Gegen die bereits ausgeschiedenen Ungarn musste das Team von Trainer Dagur Sigurdsson, Trainer beim deutschen EM-Erfolg 2016, allerdings gehörig zittern. Erst in Spielminute 46 ging die Mannschaft erstmals in Führung, zwischenzeitlich lagen sie sogar mit vier Toren zurück. Am Mittwochabend erzielte dabei kein Kroate mehr als vier Treffer, auf der Gegenseite überzeugte Bence Imre mit sieben Toren als erfolgreichster Werfer.
Co-Gastgeber Schweden ist damit bereits vor seinem Hauptrundenabschluss gegen die Schweiz (20.30 Uhr) ausgeschieden, das Platzierungsspiel um Platz fünf hat der Rekord-Europameister als Tabellendritter allerdings bereits sicher.
Zuvor hatte sich bereits Island als zweite Nation in Gruppe II das Ticket fürs Halbfinale gesichert. Zum Auftakt in den letzten Spieltag setzte sich das Team von Trainer Snorri Steinn Gudjonsson mit 39:31 (18:16) gegen Slowenien durch und sicherte sich so die erste Halbfinalteilnahme seit 2010.

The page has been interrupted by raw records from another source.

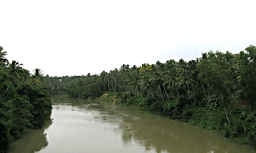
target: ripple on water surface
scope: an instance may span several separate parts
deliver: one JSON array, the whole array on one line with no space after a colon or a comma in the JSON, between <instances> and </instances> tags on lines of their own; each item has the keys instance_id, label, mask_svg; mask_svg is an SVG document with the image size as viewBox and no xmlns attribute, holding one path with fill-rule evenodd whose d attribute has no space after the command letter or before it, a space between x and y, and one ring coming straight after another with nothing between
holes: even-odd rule
<instances>
[{"instance_id":1,"label":"ripple on water surface","mask_svg":"<svg viewBox=\"0 0 256 153\"><path fill-rule=\"evenodd\" d=\"M8 153L256 152L215 132L125 107L72 105L53 105L52 121L14 142Z\"/></svg>"}]
</instances>

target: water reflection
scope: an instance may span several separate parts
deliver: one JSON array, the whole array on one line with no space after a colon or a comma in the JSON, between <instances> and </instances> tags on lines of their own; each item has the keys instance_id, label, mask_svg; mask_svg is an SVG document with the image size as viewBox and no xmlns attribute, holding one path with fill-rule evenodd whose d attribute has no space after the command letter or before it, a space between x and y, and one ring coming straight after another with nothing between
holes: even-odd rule
<instances>
[{"instance_id":1,"label":"water reflection","mask_svg":"<svg viewBox=\"0 0 256 153\"><path fill-rule=\"evenodd\" d=\"M8 153L255 152L216 132L137 109L61 95L52 101L49 144L43 132L51 123L12 144Z\"/></svg>"},{"instance_id":2,"label":"water reflection","mask_svg":"<svg viewBox=\"0 0 256 153\"><path fill-rule=\"evenodd\" d=\"M42 128L33 130L25 134L21 138L10 145L7 152L34 153L46 147L48 145L48 142L46 134L44 132L52 123L52 121L49 120Z\"/></svg>"},{"instance_id":3,"label":"water reflection","mask_svg":"<svg viewBox=\"0 0 256 153\"><path fill-rule=\"evenodd\" d=\"M255 151L249 146L232 143L216 132L167 118L123 107L99 110L105 116L104 120L116 121L119 118L119 120L122 120L118 124L125 145L132 145L134 142L146 151L154 148L157 153Z\"/></svg>"}]
</instances>

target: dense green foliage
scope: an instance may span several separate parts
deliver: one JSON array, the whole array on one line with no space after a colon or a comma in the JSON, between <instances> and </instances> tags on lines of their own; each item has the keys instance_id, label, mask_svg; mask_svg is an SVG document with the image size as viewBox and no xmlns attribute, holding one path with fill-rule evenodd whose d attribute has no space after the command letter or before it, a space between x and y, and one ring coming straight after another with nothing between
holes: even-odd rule
<instances>
[{"instance_id":1,"label":"dense green foliage","mask_svg":"<svg viewBox=\"0 0 256 153\"><path fill-rule=\"evenodd\" d=\"M30 129L50 119L52 106L47 86L36 69L30 76L22 64L5 58L0 46L0 153ZM38 73L37 73L36 72Z\"/></svg>"},{"instance_id":2,"label":"dense green foliage","mask_svg":"<svg viewBox=\"0 0 256 153\"><path fill-rule=\"evenodd\" d=\"M109 73L46 81L52 92L65 91L85 98L111 92L118 102L255 144L256 47L245 50L235 55L210 51L188 62L123 64Z\"/></svg>"}]
</instances>

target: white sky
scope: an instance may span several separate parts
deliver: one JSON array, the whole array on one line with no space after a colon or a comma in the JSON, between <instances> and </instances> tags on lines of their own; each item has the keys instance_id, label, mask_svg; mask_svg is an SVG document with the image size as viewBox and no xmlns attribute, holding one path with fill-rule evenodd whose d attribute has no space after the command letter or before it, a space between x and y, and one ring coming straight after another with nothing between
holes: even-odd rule
<instances>
[{"instance_id":1,"label":"white sky","mask_svg":"<svg viewBox=\"0 0 256 153\"><path fill-rule=\"evenodd\" d=\"M0 46L33 73L99 74L256 45L256 1L0 1Z\"/></svg>"}]
</instances>

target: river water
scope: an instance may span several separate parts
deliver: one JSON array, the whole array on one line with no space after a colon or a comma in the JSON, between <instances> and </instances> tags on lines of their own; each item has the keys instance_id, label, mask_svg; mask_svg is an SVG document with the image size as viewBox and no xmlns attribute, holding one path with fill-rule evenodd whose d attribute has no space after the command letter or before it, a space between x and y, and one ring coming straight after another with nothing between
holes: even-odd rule
<instances>
[{"instance_id":1,"label":"river water","mask_svg":"<svg viewBox=\"0 0 256 153\"><path fill-rule=\"evenodd\" d=\"M11 144L8 153L251 153L216 132L123 106L53 97L52 120Z\"/></svg>"}]
</instances>

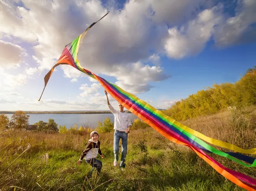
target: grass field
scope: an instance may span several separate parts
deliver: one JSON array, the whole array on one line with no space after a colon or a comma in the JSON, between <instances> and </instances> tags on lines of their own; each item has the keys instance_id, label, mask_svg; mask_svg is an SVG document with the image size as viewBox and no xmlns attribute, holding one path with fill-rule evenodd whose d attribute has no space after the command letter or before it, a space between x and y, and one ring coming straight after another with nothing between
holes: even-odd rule
<instances>
[{"instance_id":1,"label":"grass field","mask_svg":"<svg viewBox=\"0 0 256 191\"><path fill-rule=\"evenodd\" d=\"M210 137L242 147L256 147L255 108L224 112L181 122ZM9 130L0 134L2 191L242 191L188 148L169 141L151 128L129 134L126 168L113 165L113 132L100 134L105 156L99 176L84 180L90 167L77 165L90 138ZM28 143L30 148L26 151ZM120 149L121 150L121 149ZM120 153L119 154L121 154ZM226 167L256 178L246 168L214 154Z\"/></svg>"}]
</instances>

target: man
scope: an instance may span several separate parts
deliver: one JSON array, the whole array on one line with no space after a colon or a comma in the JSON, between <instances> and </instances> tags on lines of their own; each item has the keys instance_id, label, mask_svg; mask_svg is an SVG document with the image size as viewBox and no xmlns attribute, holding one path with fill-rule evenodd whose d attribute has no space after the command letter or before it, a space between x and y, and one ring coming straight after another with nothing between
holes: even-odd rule
<instances>
[{"instance_id":1,"label":"man","mask_svg":"<svg viewBox=\"0 0 256 191\"><path fill-rule=\"evenodd\" d=\"M115 160L114 166L117 165L119 159L119 141L122 139L122 155L119 167L123 169L125 167L125 162L127 153L127 141L128 134L131 128L131 121L130 114L124 111L124 106L119 103L119 111L116 110L109 103L108 92L105 90L105 94L107 96L107 103L109 110L114 114L115 121L114 123L114 144L113 151Z\"/></svg>"}]
</instances>

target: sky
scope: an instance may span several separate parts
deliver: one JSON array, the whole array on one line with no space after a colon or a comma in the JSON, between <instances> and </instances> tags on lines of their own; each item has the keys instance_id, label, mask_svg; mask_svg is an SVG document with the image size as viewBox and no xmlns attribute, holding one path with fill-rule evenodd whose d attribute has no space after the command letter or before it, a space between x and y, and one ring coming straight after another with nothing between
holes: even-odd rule
<instances>
[{"instance_id":1,"label":"sky","mask_svg":"<svg viewBox=\"0 0 256 191\"><path fill-rule=\"evenodd\" d=\"M88 31L81 66L157 108L256 66L255 0L0 0L0 111L107 110L104 89L70 66L44 78ZM111 103L118 103L109 95Z\"/></svg>"}]
</instances>

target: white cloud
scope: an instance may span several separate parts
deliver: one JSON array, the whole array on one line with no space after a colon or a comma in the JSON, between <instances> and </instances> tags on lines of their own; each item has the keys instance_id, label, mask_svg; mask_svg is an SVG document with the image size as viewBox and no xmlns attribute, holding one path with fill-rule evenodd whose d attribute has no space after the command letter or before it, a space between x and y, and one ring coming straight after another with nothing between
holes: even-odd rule
<instances>
[{"instance_id":1,"label":"white cloud","mask_svg":"<svg viewBox=\"0 0 256 191\"><path fill-rule=\"evenodd\" d=\"M3 84L11 87L22 86L26 84L27 80L27 76L26 75L19 74L17 75L12 75L6 73L1 74Z\"/></svg>"},{"instance_id":2,"label":"white cloud","mask_svg":"<svg viewBox=\"0 0 256 191\"><path fill-rule=\"evenodd\" d=\"M90 87L87 87L87 84L82 84L79 88L80 89L84 91L83 92L79 94L81 97L87 97L97 93L101 87L100 84L98 83L93 83Z\"/></svg>"},{"instance_id":3,"label":"white cloud","mask_svg":"<svg viewBox=\"0 0 256 191\"><path fill-rule=\"evenodd\" d=\"M38 69L36 68L29 68L25 69L25 71L27 74L32 76L38 71Z\"/></svg>"},{"instance_id":4,"label":"white cloud","mask_svg":"<svg viewBox=\"0 0 256 191\"><path fill-rule=\"evenodd\" d=\"M148 84L151 81L159 82L169 77L164 74L163 68L144 65L140 62L119 66L116 70L110 74L118 80L116 84L124 90L134 94L149 91L153 87Z\"/></svg>"},{"instance_id":5,"label":"white cloud","mask_svg":"<svg viewBox=\"0 0 256 191\"><path fill-rule=\"evenodd\" d=\"M0 99L0 104L6 103L16 103L16 101L13 100L5 100L3 99ZM6 110L8 110L6 108Z\"/></svg>"},{"instance_id":6,"label":"white cloud","mask_svg":"<svg viewBox=\"0 0 256 191\"><path fill-rule=\"evenodd\" d=\"M0 40L0 67L11 68L17 66L22 61L24 51L18 45Z\"/></svg>"},{"instance_id":7,"label":"white cloud","mask_svg":"<svg viewBox=\"0 0 256 191\"><path fill-rule=\"evenodd\" d=\"M250 25L256 22L256 1L244 0L238 2L235 17L228 18L218 26L214 39L219 46L253 43L256 41L256 29Z\"/></svg>"},{"instance_id":8,"label":"white cloud","mask_svg":"<svg viewBox=\"0 0 256 191\"><path fill-rule=\"evenodd\" d=\"M165 49L170 57L180 59L186 56L198 54L214 32L214 26L221 20L215 7L206 9L195 19L180 29L174 27L168 29Z\"/></svg>"},{"instance_id":9,"label":"white cloud","mask_svg":"<svg viewBox=\"0 0 256 191\"><path fill-rule=\"evenodd\" d=\"M70 80L70 82L77 82L78 80L77 80L77 78L73 78L72 80Z\"/></svg>"}]
</instances>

Deutlich klarer ging es in der Gruppe I zu. Zum Auftakt des Hauptrundenabschlusses im dänischen Herning bezwang Portugal zunächst Spanien deutlich mit 35:27 (16:12). Bester Werfer war Francisco Costa mit sieben Treffern, für Spanien trafen auf der Gegenseite Jan Gurri und Aleix Gomez am besten.
Chancen auf die Runde der letzten Vier hatten beide Nationen bereits im Vorhinein nicht mehr, das zweite Ticket der Gruppe ging neben den bereits vorzeitig qualifizierten Dänen an die deutsche Auswahl.
Zum Tagesabschluss fällt somit zwischen Olympiasieger Dänemark und Norwegen (20.30 Uhr) lediglich noch um die Entscheidung über den Gruppensieg. Norwegen könnte sich dabei mit einem Sieg mit ausreichend Tordifferenz noch auf Platz drei an Portugal vorbeischieben.